Koronavirüsün ülkemize ve bölgemize sirayet ettiği andan itibaren gerek merkezi hükümet, gerek yerel yönetimler, medya, sivil toplum kuruluşları, kanaat önderleri aracılığı ile sosyal mesafe ve alınacak 14 maddelik tedbirler sık sık hatırlatıldı.
Hastalığın yayılma hızına karşı aylardır Türk ve dünya basını sürekli dikkat çekici yayınlar yaptı. Yapılan bunca uyarıya; Sağlık Bakanı Fahrettin Koca’nın her akşam o ağlamaklı üzgün yüz ifadesi ile güncel sayıları duyurmasına rağmen, acil işi olmadığı halde sokağı terk etmemekte ısrar edenler keşke bu davranışta ısrar etmeseydi. Israr etmemek diyorum, çünkü o ısrarlar olmasa her birey kendi olağanüstü halini uygulasa belki bugün vaka/ vefat sayısı daha az olacaktı. Bu durumda keyfe keder gezenlerden kim bilir kaç kişi vebal altına girdi. Bir başkasına virüs bulaştıran, bulaşmasına neden olan İslam’da çok büyük öneme sahip olan Kul hakkını ihlal etmiş sayılır.

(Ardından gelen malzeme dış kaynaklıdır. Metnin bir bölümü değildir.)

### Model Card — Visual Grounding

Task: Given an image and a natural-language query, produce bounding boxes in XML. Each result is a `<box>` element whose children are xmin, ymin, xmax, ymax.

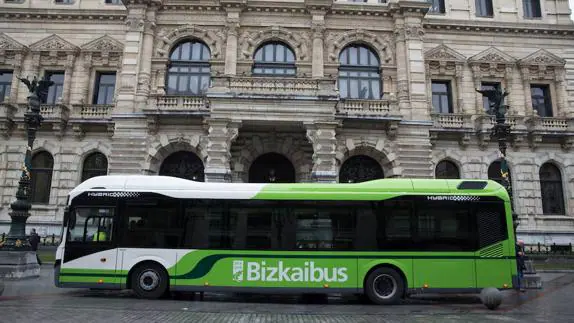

Helalleşmeden affolunmayacak günah olan kul hakkı, sadece bir başkasını malını kişinin rızası dışında ele geçirmekten ibaret değildir. Birine hastalık bulaştırmak, çeşitli şekilde rahatsızlık vermek (gürültü, sigara dumanı vs)
Kul hakkı, biz Müslümanlar için kişinin Cennet ya da Cehennem’e gidişinde önemli ölçüde belirleyici bir rol oynamaktadır. Allah’ın huzuruna kul hakkı ile çıkmanın, çok ağır bir vebâli vardır. Çünkü böyle bir günahın Allah tarafından bağışlanması, hak sahibinin affetmesi şartına bağlanmıştır. Hak sahibi, hakkını almadıkça veya bu hakkından vazgeçmedikçe, Allah kul hakkı yiyenin bu günahını affetmemektedir. Çünkü ilâhî adalet, bunu gerektirir. Veda hutbesinde Resûlullah (s.a.s.), “Ey insanlar, sizin canlarınız, mallarınız, ırz ve namuslarınız, Rabbinize kavuşuncaya kadar birbirinize haramdır (dokunulmazdır).” (Buhârî, Hacc, 132) buyurmuştur.
Peygamber Sav Efendimiz; "Bir yerde veba hastalığı çıktığını duyarsanız oraya girmeyin, bulunduğunuz yerde veba hastalığı çıkarsa o bölgeden de ayrılmayınız” buyruğu gerek İslam dünyası için bir yol gösterici gerekse günümüzde Kovid-19 ile mücadelede çaresiz kalan dünyada bazen aşikar bazen içten içe İslam karşıtı olan ülkelerin liderleri bile bu hadis-i şerif ile ülkelerindeki Müslümanları evlerinde tutmaya davet ediyor.
Gerek insani yönden ele alındığında, gerekse İslami yönden ele alındığında durum apaçık ortadadır. O halde #EvdeKal, #HayatVar #HayatEveSığar #EvdeKalAlanyam çağrılarına uyalım ki en azından bu hadise nedeniyle oluşacak kul hakkı ile ilahi huzura varmamış olalım.
Eğer #EvdeKalTürkiye çağrısı boş bir istek olmuş olsaydı, 1400 yıldır eda edilen Cuma namazlarını, topluca kılınan vakit namazları ile oluşturulan hatim halkalarının tehir edilmesine hangi mümin rıza gösterirdi ey Cemaat-i Müslimin.